What is tokenization?
Tokenization is the method a source code is parsed to different tokens or identifiers. It is an important step used in compilation. The generated tokens are then fed to a parser to parse the expression.
Required imports
To use tokenizer we need to import the scanner package. We also need the token package for the EOF token.
import "go/scanner"
import "go/token"
Tokenization using the scanner
To tokenize a source string we first declare a scanner type available from the package. Then we repeatedly scan each line and tokenize it.
package main
import (
"fmt"
"go/scanner"
"go/token"
)
func main() {
// src is the input that we want to tokenize.

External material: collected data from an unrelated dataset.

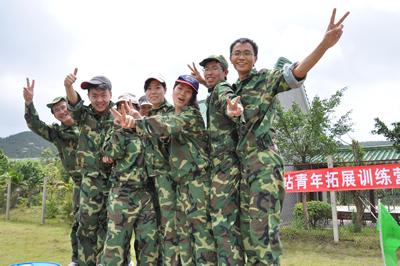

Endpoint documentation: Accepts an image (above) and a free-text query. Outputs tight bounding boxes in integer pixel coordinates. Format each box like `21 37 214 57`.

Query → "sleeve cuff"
283 62 307 89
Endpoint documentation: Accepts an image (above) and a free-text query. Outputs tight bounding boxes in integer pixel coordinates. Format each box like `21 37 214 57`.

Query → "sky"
1 0 399 144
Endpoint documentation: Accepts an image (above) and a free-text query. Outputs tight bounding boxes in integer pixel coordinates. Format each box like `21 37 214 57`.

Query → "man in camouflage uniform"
23 78 81 266
143 73 178 265
100 94 158 265
190 55 245 265
229 9 349 265
118 75 217 265
64 68 114 266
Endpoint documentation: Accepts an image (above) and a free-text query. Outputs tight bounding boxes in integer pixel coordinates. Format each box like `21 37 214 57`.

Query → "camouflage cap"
46 96 67 110
199 55 228 70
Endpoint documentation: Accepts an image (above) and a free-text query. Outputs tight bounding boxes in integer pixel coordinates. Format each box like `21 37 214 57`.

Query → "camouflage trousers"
101 180 158 266
177 171 217 266
70 179 81 263
211 155 244 266
153 171 180 266
239 148 285 266
77 175 110 266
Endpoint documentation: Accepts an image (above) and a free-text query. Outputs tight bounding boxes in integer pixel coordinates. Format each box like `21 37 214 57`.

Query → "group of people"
23 9 349 266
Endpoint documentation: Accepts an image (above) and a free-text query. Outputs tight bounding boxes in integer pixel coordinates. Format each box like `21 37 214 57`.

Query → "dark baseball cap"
176 75 199 93
81 75 112 90
199 55 229 69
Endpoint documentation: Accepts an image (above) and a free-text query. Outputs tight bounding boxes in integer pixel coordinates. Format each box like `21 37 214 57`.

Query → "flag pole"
378 199 385 266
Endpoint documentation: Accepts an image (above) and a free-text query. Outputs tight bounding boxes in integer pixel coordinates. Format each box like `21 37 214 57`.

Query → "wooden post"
6 178 11 221
328 155 339 242
41 175 48 225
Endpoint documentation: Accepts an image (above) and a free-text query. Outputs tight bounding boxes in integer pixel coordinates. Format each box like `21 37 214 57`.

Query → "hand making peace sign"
227 96 243 117
322 8 350 49
188 63 208 88
23 78 35 105
110 104 136 129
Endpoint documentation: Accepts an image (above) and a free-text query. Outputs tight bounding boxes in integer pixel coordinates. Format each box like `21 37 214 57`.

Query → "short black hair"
230 37 259 56
87 83 111 94
144 78 167 92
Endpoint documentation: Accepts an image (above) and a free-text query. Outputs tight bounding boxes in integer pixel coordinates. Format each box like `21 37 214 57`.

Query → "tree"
14 159 44 208
0 149 8 172
348 139 365 233
275 87 353 228
371 118 400 152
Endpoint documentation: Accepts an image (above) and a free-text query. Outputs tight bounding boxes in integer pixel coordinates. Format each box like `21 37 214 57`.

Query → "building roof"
309 141 400 164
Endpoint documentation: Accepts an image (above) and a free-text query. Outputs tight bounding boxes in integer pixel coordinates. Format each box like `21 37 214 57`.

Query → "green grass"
1 207 399 265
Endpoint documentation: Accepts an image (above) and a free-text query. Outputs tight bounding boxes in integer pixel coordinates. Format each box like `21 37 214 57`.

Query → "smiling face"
230 42 258 80
173 82 193 113
145 79 167 109
52 100 74 126
87 88 112 115
203 60 229 87
140 104 152 117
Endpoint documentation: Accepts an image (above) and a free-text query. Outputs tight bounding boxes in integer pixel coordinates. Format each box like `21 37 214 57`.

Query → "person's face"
140 104 152 117
117 101 127 113
87 88 112 115
230 42 258 77
173 83 193 110
145 80 166 108
52 101 74 125
203 61 229 87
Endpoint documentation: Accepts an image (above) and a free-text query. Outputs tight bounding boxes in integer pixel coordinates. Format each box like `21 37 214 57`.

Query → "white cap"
145 72 166 84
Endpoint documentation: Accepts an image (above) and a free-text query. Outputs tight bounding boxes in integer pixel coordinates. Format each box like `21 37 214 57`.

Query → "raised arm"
23 78 34 106
23 78 57 142
64 68 79 106
293 8 350 79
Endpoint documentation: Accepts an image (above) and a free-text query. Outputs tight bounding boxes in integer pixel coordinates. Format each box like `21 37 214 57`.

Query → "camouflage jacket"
143 100 175 177
24 102 81 180
102 124 147 186
205 80 244 160
67 92 114 178
136 105 210 183
233 64 305 155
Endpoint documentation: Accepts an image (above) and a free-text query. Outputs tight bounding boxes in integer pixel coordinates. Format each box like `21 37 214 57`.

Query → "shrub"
45 199 59 218
294 201 332 228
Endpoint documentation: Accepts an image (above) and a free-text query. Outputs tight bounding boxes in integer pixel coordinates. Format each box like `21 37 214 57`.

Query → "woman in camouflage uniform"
114 75 217 266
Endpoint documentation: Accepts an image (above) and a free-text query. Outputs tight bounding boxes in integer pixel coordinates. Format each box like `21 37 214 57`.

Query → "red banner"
285 164 400 193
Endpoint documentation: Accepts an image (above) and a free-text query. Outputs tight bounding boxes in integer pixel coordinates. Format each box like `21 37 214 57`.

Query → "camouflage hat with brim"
199 55 228 69
115 93 138 106
124 92 138 105
46 96 67 109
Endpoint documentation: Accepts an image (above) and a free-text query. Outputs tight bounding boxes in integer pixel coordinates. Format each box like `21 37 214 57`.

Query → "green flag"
377 201 400 266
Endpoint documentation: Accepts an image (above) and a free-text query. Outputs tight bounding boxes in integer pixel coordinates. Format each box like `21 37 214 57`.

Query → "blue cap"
176 75 199 93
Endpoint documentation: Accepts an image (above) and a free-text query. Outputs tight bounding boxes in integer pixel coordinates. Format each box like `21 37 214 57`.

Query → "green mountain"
0 131 57 159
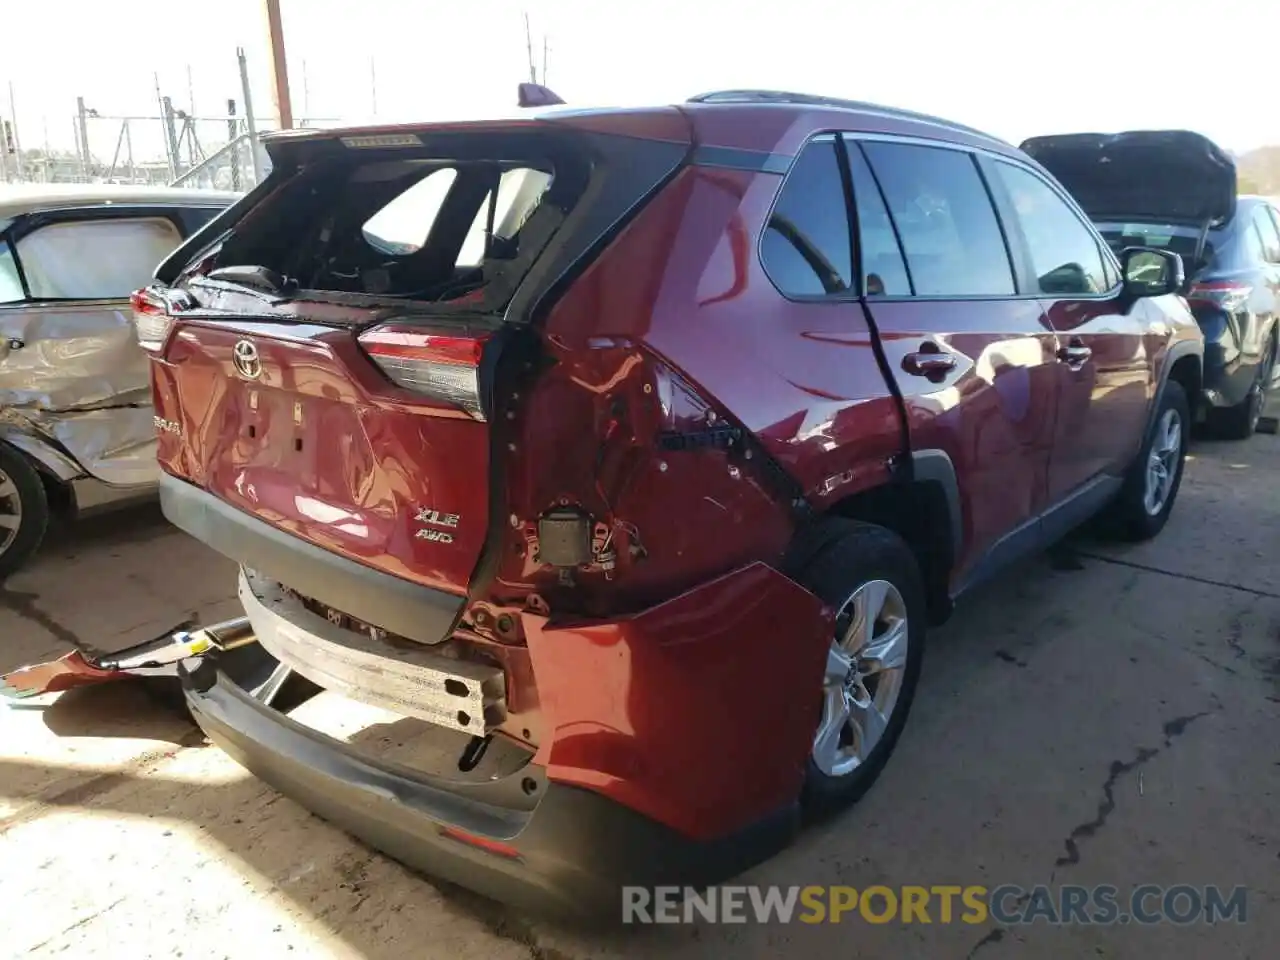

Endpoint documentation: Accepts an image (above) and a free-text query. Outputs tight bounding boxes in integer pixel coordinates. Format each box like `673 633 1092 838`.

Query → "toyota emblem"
232 339 262 380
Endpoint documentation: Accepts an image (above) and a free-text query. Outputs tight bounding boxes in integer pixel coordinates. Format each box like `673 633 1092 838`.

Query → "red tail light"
1187 280 1252 313
130 287 173 353
358 324 490 420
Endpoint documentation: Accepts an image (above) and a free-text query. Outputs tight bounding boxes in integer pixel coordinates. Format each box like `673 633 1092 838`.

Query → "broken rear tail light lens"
358 324 490 420
130 287 173 353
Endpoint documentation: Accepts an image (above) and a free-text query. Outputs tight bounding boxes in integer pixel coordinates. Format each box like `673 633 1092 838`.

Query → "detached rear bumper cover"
180 649 796 919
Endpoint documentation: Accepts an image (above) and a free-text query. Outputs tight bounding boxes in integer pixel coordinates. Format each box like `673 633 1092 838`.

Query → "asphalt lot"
2 436 1278 959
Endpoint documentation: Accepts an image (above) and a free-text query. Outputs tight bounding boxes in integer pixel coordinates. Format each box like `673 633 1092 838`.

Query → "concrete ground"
2 437 1277 960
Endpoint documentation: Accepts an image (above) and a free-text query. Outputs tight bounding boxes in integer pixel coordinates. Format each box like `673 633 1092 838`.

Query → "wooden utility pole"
262 0 294 129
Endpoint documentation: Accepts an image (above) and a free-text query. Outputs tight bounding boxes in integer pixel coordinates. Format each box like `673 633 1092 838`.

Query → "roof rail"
685 89 1004 144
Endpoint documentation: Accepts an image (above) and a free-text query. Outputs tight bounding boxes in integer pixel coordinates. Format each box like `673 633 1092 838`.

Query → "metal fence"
0 48 336 192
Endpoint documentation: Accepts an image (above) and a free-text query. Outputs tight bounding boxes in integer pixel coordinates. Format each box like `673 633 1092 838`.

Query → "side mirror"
1120 246 1184 299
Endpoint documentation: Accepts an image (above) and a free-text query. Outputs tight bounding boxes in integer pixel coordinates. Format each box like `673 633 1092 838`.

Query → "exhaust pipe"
101 617 257 670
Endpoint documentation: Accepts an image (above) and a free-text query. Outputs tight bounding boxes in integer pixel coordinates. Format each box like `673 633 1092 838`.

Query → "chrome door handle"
1057 341 1092 366
902 349 957 379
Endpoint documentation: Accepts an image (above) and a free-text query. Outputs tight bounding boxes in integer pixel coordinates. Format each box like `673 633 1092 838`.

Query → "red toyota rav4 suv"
136 90 1202 917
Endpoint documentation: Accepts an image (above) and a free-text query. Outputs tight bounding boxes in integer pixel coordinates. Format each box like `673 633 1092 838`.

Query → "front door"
0 208 194 484
983 158 1152 500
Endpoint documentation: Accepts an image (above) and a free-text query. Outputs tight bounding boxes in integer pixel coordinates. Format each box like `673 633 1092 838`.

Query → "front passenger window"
992 161 1110 295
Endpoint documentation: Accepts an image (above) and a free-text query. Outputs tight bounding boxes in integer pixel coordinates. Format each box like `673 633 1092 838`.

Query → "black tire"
1212 337 1276 440
794 519 927 816
0 443 50 581
1100 380 1190 542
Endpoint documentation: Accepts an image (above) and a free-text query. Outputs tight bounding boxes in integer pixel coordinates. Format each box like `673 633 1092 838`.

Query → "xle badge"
415 508 460 544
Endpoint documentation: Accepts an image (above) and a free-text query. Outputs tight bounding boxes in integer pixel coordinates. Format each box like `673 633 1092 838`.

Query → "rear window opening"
194 131 589 310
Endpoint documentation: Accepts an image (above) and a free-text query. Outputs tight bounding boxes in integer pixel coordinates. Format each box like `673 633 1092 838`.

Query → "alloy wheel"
1143 408 1183 516
0 466 21 555
812 579 910 778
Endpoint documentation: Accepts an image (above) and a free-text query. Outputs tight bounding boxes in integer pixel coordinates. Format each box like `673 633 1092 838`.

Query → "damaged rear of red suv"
138 90 1200 917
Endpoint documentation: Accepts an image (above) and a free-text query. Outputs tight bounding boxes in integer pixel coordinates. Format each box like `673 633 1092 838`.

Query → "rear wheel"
0 444 50 580
1100 380 1189 542
796 521 927 815
1213 337 1276 440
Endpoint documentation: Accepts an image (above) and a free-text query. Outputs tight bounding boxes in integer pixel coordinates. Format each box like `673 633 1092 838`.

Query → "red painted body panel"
153 320 488 599
538 166 902 507
865 299 1061 578
526 562 833 839
1040 297 1153 498
488 334 798 616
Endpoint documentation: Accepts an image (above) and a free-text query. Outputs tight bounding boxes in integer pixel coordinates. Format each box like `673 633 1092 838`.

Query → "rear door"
851 138 1061 581
983 157 1151 498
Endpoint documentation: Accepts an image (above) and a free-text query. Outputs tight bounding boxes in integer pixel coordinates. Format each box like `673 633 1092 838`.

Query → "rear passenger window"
363 168 459 255
861 142 1014 297
845 144 911 296
991 161 1109 295
762 139 852 297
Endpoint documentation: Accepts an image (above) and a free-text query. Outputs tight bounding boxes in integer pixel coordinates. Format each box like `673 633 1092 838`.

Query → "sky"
3 0 1277 164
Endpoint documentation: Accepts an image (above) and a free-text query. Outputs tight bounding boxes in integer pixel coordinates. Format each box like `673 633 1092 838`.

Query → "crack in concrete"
964 710 1213 958
0 585 101 656
19 895 128 953
1054 712 1212 869
964 927 1006 959
1195 651 1241 676
1074 552 1280 600
1226 611 1249 659
993 650 1028 668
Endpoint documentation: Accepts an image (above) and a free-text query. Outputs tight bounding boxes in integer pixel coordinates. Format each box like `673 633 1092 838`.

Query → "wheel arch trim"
1151 338 1204 433
0 429 83 482
907 449 963 559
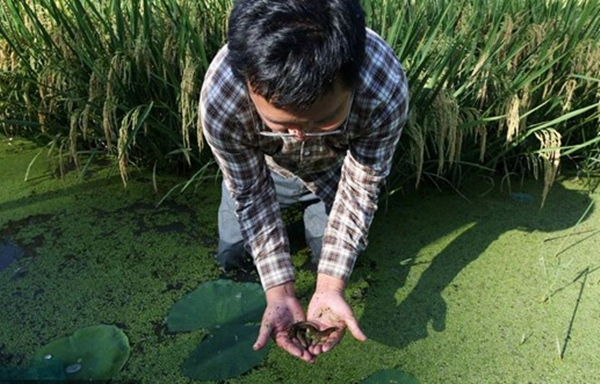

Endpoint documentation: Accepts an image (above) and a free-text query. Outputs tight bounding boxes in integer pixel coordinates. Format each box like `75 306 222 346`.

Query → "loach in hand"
287 321 338 348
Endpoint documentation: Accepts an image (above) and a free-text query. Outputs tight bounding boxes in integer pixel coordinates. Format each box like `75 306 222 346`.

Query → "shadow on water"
0 178 123 216
359 178 594 350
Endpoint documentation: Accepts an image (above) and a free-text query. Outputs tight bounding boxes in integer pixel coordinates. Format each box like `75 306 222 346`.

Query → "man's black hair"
227 0 366 110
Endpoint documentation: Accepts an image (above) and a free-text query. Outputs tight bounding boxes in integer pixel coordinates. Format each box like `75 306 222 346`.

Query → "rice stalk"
57 138 66 179
162 33 177 82
520 83 531 119
82 60 105 141
406 111 424 187
133 34 151 81
477 125 487 162
179 52 198 166
0 39 10 71
597 87 600 126
102 96 117 150
195 103 205 153
542 71 554 101
560 78 578 113
499 13 515 65
117 117 129 186
69 108 81 168
102 53 125 150
439 90 461 169
476 70 490 108
2 0 600 193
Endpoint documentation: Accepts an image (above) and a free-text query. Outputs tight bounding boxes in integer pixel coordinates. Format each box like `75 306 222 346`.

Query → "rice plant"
366 0 600 196
1 0 599 194
0 0 230 183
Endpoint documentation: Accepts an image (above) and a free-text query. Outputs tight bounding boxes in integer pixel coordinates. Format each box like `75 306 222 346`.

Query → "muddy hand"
253 282 316 363
307 274 368 355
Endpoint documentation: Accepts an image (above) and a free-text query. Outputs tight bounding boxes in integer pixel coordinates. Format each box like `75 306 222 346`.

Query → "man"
200 0 409 363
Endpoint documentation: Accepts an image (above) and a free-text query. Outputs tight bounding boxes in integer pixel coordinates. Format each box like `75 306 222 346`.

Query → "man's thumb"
346 317 367 342
253 323 271 350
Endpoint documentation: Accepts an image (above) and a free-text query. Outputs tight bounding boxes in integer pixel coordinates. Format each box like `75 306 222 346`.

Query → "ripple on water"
0 238 25 272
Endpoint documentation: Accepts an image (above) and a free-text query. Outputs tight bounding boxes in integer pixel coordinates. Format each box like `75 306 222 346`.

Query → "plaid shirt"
201 28 409 290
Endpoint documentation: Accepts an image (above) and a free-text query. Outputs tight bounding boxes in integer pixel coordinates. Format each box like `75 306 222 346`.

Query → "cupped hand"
253 282 315 363
306 274 367 355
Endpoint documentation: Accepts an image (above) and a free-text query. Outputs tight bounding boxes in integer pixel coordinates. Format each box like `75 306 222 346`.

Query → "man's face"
247 80 354 141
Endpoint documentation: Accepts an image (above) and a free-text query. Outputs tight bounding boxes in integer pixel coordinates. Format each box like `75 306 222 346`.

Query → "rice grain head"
180 54 197 165
102 96 116 150
117 113 132 186
476 70 490 107
0 41 9 71
506 95 521 144
520 84 531 129
597 87 600 125
162 33 177 81
499 14 515 65
478 125 487 162
560 78 578 113
103 54 126 150
534 128 562 208
431 90 460 173
470 52 489 84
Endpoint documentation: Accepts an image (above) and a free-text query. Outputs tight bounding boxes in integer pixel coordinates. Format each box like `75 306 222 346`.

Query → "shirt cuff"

src := []byte("func main(){}")
// Initialize the scanner.
var s scanner.Scanner
fset := token.NewFileSet() // positions are relative to fset
// register input "file"
file := fset.AddFile("", fset.Base(), len(src))
s.Init(file, src, nil /* no error handler */, scanner.ScanComments)
for {
pos, tok, lit := s.Scan()
if tok == token.EOF {
break
}
fmt.Printf("%s\t%s\t%q\n", fset.Position(pos), tok, lit)
}
}
As can be seen, the func keyword is detected and the main is detected as an identifier. The other brackets, as well as a new line is found too.
The Go scanner tokenizes the input file according to the language rules. It is a pretty important package provided to users who want to do some low-level programming with Go.